American Family Publishers has agreed for the first time to compensate consumers who bought magazines thinking the purchase would improve their chances of winning the company's sweepstakes, officials said Monday.
Under the deal, New York Atty. Gen. Dennis C. Vacco would distribute $750,000 from the company to about 12,000 New Yorkers--about $60 each--for subscriptions bought in what authorities consider a deceptive promotion campaign.
The Jersey City, N.J.-based company also promised to eliminate potentially misleading claims and print the odds of winning as conspicuously as the promise of a prize.
Featuring celebrity spokesmen Ed McMahon and Dick Clark, the company's promotions are mailed to about 200 million people annually.
In March, American Family Publishers reached a $1.25-million settlement with 32 other states and the District of Columbia, with the money going to the government.
The agreement with New York marks the first time the company is reimbursing subscribers, Vacco said.
"We believe we have provided a cookie-cutter model in the form of this agreement for other states to follow that is a heck of a lot better than the March agreement by other states," Vacco said.
American Family Publishers admitted no wrongdoing and maintained that its mailings are not misleading.

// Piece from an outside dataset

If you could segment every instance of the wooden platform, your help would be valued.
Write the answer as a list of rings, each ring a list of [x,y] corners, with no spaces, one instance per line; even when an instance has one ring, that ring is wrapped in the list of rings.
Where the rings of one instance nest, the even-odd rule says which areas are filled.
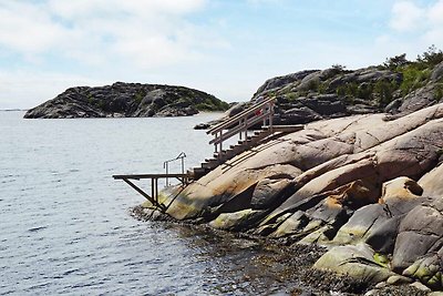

Spokeswoman Margot DeWitt said the company has awarded $77 million in cash and more than $250,000 in smaller prizes since it started in 1977 to pitch magazines to consumers.
"The integrity of the sweepstakes has never been in question," she said. "The sweepstakes offers consumers a fantasy and they're fun, and that's why people like to play."
New Yorkers eligible for the settlement are those who bought at least six subscriptions between November 1996 and November 1997 and an additional subscription in the two months that followed, Vacco said.